YOUR SOLIN GENERATED RECIPE
Smoky Grilled Chicken with Zesty Herbs
Grilled chicken breast seasoned with a smoky paprika rub and topped with a zesty herb gremolata, served alongside fluffy quinoa and sautéed zucchini.
INGREDIENTS
5.5 oz chicken breast
1 tbsp olive oil
1 tsp smoked paprika
0.5 tsp garlic powder
0.25 tsp sea salt
0.25 tsp black pepper
1 tsp lemon zest
1 tbsp fresh parsley
1 cup zucchini
0.5 cup cooked quinoa
PREPARATION
Season the chicken breast evenly with the smoked paprika, garlic powder, sea salt, and black pepper.

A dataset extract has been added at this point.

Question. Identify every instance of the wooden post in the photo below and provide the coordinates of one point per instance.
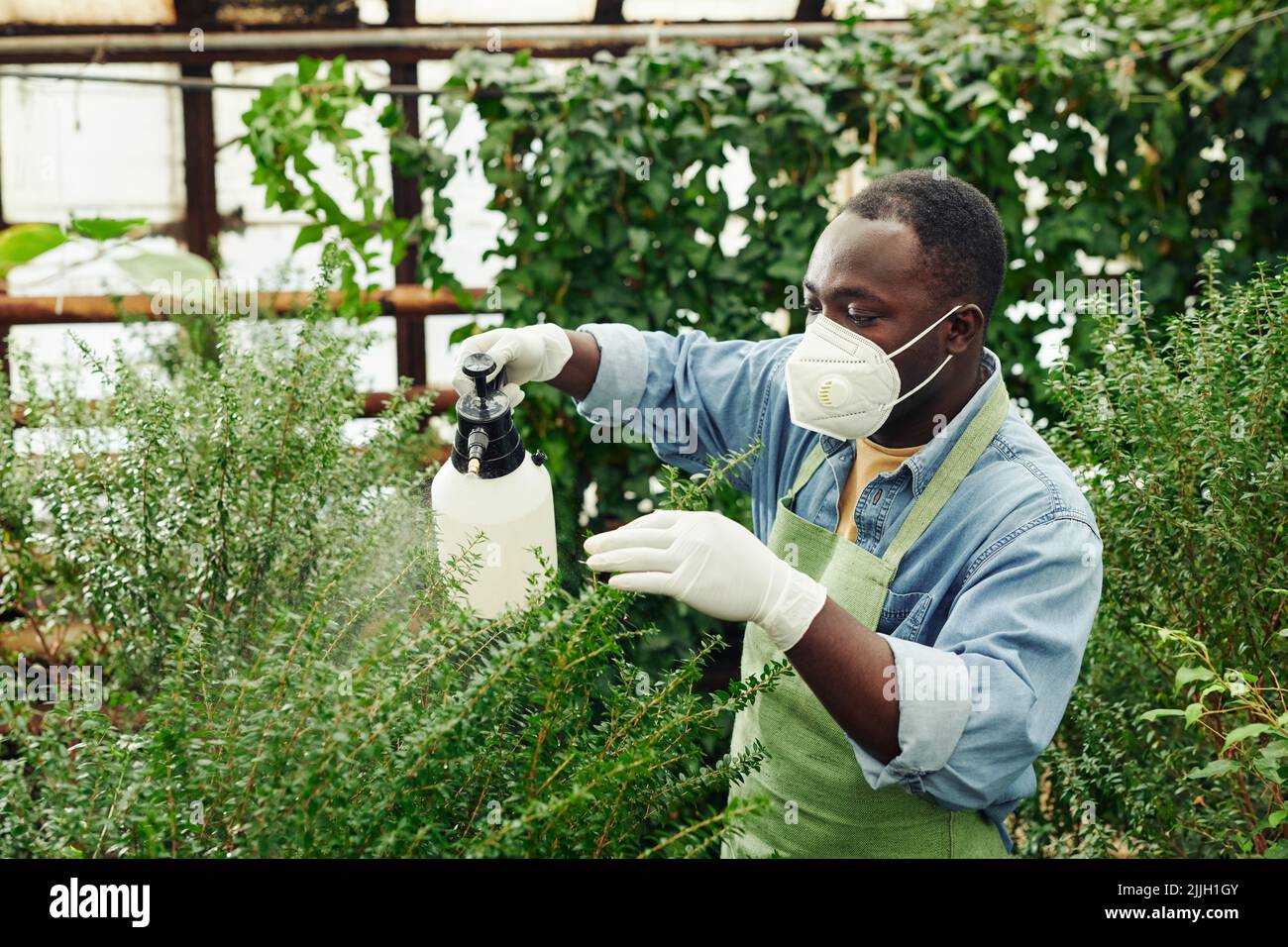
(410, 333)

Heat half of the olive oil in a grill pan over medium-high heat and cook the chicken for 6 minutes per side until it reaches 165°F.

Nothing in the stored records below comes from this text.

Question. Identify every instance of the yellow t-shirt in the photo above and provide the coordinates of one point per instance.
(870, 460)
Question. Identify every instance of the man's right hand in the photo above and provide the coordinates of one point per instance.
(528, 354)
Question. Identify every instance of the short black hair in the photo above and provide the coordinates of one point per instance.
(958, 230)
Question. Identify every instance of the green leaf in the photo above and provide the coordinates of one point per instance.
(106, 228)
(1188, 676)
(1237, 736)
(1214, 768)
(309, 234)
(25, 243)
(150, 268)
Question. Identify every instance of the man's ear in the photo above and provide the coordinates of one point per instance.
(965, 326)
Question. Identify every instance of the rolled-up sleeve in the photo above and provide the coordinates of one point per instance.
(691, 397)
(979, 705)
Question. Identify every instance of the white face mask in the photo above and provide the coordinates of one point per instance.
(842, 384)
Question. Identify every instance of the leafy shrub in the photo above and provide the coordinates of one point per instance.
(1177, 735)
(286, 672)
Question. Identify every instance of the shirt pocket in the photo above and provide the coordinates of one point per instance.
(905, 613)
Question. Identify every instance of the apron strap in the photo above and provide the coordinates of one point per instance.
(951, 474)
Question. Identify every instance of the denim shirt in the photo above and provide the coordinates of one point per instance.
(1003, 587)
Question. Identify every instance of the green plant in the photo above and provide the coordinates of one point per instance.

Sauté the sliced zucchini in the remaining olive oil in a separate skillet until tender and slightly caramelized.
Combine the lemon zest and finely chopped fresh parsley in a small bowl to create a bright herb gremolata.
Serve the grilled chicken over the warm quinoa and sautéed zucchini, finishing with a sprinkle of the fresh herb mixture.